Plant Suggestions for Hanging Baskets:

- Acalypha
- Alternanthera
- Angelonia
- Bracteantha
- Coleus
- Cuphea
- Iresine
- Lamium
- Lamiastrum
- Plectranthus
- Duranta
- German Ivy
- Helichrysum
- Perilla
- Tradescantia
- Strobilanthes
- Begonia
- Dichondra
- Petunia
- Calibrachoa
- Lobularia
- Impatiens
- Lobelia
- Lantana
- Pelargonium
- Euphorbia
- Nemesia
- Scaevola
- Verbena
- Calylophus

== Benefits & Criticisms ==
Hanging baskets do raise safety concerns with the risk of their support system failing and becoming a danger to the public. In February 2004, Suffolk County Council ruled there was a risk that baskets, part of the annual summer floral displays in Bury St Edmunds, could fall from lampposts and injure the public. Hanging baskets also require a huge amount of water compared to other garden displays and that can be problematic if the area is experiencing drought. Outdoor water-use restrictions were enforced by local authorities in Southeast England resulting in reduction of the number of hanging baskets in public displays in the spring of 2006.

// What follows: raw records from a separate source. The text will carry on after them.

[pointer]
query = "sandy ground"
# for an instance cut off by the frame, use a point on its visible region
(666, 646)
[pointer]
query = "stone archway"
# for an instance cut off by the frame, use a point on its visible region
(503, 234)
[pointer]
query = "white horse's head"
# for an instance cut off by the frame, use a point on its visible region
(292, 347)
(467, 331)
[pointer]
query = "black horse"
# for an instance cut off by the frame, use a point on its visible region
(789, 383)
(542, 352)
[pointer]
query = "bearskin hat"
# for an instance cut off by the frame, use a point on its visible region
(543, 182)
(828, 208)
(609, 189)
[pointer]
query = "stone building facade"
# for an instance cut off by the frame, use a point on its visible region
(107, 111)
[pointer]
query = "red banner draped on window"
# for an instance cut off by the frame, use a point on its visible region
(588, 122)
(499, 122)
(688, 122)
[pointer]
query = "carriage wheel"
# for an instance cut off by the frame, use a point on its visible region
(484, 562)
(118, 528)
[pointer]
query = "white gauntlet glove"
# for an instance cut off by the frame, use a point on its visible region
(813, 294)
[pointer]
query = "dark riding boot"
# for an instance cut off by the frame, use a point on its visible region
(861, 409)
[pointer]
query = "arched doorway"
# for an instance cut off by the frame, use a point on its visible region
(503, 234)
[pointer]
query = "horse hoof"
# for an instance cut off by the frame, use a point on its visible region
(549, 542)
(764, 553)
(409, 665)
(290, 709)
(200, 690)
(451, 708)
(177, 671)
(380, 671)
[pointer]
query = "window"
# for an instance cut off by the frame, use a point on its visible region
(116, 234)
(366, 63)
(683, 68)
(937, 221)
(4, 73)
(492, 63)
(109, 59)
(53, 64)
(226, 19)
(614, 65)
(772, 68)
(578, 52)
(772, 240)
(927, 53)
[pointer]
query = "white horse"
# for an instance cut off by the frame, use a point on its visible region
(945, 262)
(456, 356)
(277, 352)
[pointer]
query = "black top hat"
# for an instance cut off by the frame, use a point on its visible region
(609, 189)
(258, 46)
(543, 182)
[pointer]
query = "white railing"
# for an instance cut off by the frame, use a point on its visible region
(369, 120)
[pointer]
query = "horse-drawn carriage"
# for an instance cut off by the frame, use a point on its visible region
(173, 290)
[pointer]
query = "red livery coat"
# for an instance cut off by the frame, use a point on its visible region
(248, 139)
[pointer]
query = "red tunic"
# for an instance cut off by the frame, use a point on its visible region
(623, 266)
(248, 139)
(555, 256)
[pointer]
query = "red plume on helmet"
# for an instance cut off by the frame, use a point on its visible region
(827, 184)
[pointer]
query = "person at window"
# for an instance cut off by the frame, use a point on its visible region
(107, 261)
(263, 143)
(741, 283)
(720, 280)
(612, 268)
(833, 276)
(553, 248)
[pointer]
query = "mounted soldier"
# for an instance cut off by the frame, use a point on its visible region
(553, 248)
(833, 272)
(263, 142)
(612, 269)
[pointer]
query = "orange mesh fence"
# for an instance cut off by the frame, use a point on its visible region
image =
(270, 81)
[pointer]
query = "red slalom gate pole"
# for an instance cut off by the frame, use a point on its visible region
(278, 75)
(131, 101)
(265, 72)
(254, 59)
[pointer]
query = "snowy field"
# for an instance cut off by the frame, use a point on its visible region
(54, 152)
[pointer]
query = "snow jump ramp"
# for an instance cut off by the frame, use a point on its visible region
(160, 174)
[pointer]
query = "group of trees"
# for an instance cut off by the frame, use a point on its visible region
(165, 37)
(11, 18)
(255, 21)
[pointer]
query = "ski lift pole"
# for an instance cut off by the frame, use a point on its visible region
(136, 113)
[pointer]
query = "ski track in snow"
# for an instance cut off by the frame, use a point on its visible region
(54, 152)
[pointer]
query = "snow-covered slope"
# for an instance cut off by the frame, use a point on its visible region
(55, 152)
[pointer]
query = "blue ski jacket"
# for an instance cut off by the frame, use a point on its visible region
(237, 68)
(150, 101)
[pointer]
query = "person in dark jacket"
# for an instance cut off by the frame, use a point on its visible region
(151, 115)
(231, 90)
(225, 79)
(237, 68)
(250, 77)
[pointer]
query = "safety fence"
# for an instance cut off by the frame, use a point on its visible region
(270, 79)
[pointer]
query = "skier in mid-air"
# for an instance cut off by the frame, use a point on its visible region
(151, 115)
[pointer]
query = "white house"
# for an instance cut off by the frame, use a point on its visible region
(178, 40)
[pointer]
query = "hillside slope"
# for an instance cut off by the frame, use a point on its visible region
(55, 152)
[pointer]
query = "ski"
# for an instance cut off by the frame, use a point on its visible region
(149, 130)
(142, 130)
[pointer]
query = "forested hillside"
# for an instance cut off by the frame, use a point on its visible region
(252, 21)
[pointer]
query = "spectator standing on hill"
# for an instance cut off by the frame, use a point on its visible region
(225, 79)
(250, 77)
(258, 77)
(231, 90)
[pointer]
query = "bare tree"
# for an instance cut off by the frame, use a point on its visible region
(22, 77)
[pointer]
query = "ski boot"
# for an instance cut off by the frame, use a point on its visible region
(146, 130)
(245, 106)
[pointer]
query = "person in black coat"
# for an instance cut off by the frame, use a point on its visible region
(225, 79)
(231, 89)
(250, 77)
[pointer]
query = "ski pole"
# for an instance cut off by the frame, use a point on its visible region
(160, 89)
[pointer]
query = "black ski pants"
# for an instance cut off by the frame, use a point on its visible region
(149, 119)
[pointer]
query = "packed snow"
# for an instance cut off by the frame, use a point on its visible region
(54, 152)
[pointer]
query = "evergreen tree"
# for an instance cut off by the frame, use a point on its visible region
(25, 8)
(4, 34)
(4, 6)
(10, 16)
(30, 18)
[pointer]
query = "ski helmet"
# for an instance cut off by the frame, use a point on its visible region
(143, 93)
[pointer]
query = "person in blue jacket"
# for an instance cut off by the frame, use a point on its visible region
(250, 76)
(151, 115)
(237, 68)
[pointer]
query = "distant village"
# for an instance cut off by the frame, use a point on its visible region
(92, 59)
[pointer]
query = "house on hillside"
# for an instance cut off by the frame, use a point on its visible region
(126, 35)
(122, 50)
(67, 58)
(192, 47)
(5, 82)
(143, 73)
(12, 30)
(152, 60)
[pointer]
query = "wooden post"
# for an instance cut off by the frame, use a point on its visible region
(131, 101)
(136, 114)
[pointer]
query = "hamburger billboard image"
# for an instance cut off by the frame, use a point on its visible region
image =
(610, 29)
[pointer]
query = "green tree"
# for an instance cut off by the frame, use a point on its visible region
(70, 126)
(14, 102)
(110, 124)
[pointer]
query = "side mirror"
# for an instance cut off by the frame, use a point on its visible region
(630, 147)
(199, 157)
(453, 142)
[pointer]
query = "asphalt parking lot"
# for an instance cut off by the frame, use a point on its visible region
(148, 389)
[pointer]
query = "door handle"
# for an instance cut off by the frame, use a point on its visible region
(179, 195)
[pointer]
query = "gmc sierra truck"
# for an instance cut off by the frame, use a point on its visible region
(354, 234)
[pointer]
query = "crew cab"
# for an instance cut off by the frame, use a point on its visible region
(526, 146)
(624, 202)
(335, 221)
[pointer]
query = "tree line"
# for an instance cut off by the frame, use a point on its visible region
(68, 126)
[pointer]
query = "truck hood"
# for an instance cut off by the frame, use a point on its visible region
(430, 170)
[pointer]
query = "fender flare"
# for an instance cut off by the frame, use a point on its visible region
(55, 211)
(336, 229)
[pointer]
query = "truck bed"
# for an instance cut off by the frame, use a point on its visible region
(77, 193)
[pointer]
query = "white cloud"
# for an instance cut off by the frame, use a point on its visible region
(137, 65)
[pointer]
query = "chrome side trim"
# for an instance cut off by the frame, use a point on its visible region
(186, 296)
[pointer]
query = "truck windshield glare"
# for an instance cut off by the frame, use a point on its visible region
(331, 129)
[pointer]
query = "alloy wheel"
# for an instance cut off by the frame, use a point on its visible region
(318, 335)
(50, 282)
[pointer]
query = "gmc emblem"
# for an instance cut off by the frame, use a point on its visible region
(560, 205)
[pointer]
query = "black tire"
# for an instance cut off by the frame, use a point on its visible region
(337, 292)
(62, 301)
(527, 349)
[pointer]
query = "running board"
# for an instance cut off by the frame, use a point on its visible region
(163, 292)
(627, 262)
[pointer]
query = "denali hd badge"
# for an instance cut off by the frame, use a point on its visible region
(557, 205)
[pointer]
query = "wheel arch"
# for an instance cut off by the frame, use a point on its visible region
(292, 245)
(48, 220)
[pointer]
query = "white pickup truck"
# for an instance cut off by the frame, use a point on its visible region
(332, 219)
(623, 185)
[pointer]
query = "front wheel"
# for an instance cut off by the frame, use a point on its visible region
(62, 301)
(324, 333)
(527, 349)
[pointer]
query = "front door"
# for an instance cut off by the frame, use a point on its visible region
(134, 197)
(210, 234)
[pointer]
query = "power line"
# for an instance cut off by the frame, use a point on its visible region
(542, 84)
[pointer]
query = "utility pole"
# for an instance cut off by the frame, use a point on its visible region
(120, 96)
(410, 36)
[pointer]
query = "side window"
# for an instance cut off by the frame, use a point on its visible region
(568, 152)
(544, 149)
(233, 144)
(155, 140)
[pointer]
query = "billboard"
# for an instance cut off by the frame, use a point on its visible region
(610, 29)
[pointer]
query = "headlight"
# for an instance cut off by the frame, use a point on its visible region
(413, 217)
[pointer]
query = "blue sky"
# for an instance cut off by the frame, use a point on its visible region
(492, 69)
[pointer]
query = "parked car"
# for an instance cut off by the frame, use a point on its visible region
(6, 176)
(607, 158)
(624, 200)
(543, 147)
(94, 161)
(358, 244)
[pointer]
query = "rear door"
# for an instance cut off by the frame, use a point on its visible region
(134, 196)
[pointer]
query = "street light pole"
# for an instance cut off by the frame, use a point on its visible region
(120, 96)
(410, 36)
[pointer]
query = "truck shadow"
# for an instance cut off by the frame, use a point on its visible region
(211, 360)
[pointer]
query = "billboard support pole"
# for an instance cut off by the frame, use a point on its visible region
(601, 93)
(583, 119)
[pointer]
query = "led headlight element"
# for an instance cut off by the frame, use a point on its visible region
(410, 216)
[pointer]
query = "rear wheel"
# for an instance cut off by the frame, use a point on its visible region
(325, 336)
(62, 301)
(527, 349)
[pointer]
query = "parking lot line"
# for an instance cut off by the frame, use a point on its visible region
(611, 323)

The main reason hanging baskets are used today is to greater a community’s aesthetic by being displayed on the outside of buildings or in the middle of streets on lampposts. The production of hanging baskets employs horticulture technicians to design, install, and maintain them. The hanging basket can occupy vertical growing space not just in greenhouses but in displays, adding depth and greenery to the hard-edge infrastructure around it.